KPK Tahan Eks Sekjen MPR, Bayar Resepsi Nikah Pakai Uang Korupsi
Dovana Hasiana
09 July 2026 21:10

Bloomberg Technoz, Jakarta - Komisi Pemberantasan Korupsi (KPK) telah menetapkan Sekretaris Jenderal Majelis Permusyawaratan Rakyat (MPR) 2016-2023 Ma'ruf Cahyono sebagai tersangka dalam penyidikan perkara dugaan tindak pidana korupsi penerimaan gratifikasi oleh penyelenggara negara di lingkungan Sekretariat Jenderal (Setjen) MPR.

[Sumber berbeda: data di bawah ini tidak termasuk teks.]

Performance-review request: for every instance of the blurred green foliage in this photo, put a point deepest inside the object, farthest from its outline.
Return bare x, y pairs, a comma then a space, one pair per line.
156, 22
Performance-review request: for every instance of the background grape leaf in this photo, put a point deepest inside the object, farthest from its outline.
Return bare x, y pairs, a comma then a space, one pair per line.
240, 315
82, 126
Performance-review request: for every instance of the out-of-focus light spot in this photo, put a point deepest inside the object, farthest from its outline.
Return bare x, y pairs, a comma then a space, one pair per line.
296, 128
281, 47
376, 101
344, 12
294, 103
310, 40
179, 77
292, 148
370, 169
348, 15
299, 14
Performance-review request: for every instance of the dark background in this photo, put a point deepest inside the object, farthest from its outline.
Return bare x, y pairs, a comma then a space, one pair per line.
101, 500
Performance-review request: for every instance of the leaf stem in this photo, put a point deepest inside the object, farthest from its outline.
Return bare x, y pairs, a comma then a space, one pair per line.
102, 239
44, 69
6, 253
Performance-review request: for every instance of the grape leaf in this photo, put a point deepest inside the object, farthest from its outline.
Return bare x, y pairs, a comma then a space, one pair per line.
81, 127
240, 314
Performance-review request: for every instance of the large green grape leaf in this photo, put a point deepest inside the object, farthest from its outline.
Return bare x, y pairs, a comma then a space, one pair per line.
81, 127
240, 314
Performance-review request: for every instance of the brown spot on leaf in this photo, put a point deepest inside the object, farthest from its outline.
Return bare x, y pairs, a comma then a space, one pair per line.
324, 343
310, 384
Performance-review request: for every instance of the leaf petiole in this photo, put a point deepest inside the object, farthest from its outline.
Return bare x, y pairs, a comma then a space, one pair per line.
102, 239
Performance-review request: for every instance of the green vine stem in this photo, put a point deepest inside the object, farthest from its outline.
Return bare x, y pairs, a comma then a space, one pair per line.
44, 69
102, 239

"Selanjutnya, KPK melakukan penahanan terhadap MC [Ma'ruf Cahyono] untuk 20 hari pertama terhitung mulai tanggal 9-28 Juli 2026 di Rumah Tahanan Negara (Rutan) Cabang Gedung Merah Putih KPK," ujar Plt Direktur Penyidikan KPK Achmad Taufik dalam konferensi pers, Kamis (09/07/2026).
Adapun konstruksi perkaranya adalah Ma'ruf yang merupakan pengguna anggaran pada Sekretariat Jenderal MPR diduga menunjuk dirinya sendiri selaku kuasa pengguna anggaran serta menunjuk dirinya juga sebagai pejabat pembuat komitmen (PPK) di Sekretariat Jenderal MPR.

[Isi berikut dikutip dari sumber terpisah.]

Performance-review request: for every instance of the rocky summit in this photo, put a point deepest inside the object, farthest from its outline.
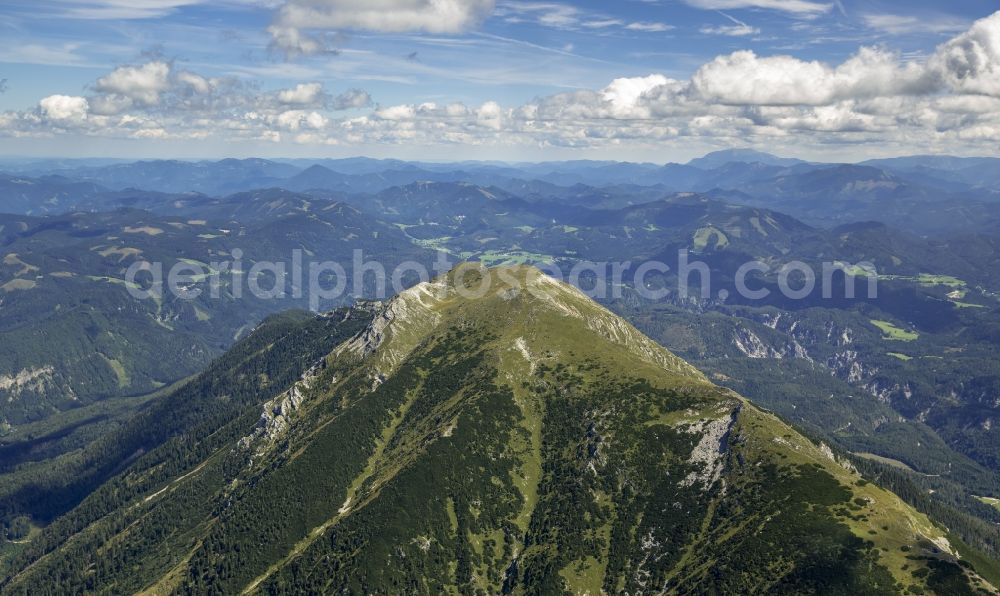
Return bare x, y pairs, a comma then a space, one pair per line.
491, 431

Selama menjabat sebagai Sekjen MPR, Ma'ruf diduga memiliki satu orang kepercayaan, yaitu Zakaria yang sehari-harinya berada di lingkungan Setjen MPR. Kemudian, terhadap orang kepercayaannya tersebut, Ma'ruf memberi perintah untuk mengumpulkan dan menghubungi sejumlah pengusaha yang merupakan calon rekanan dalam pengadaan barang dan jasa di lingkungan Setjen MPR.
Selanjutnya, untuk penawaran pekerjaan di Setjen MPR, para calon rekanan terlebih dulu dimintai biaya (fee) oleh Maruf, dengan istilah 'uang hangus’ atau ‘uang assalamualaikum’, yang besarnya sekitar 10% dari nilai paket pekerjaan.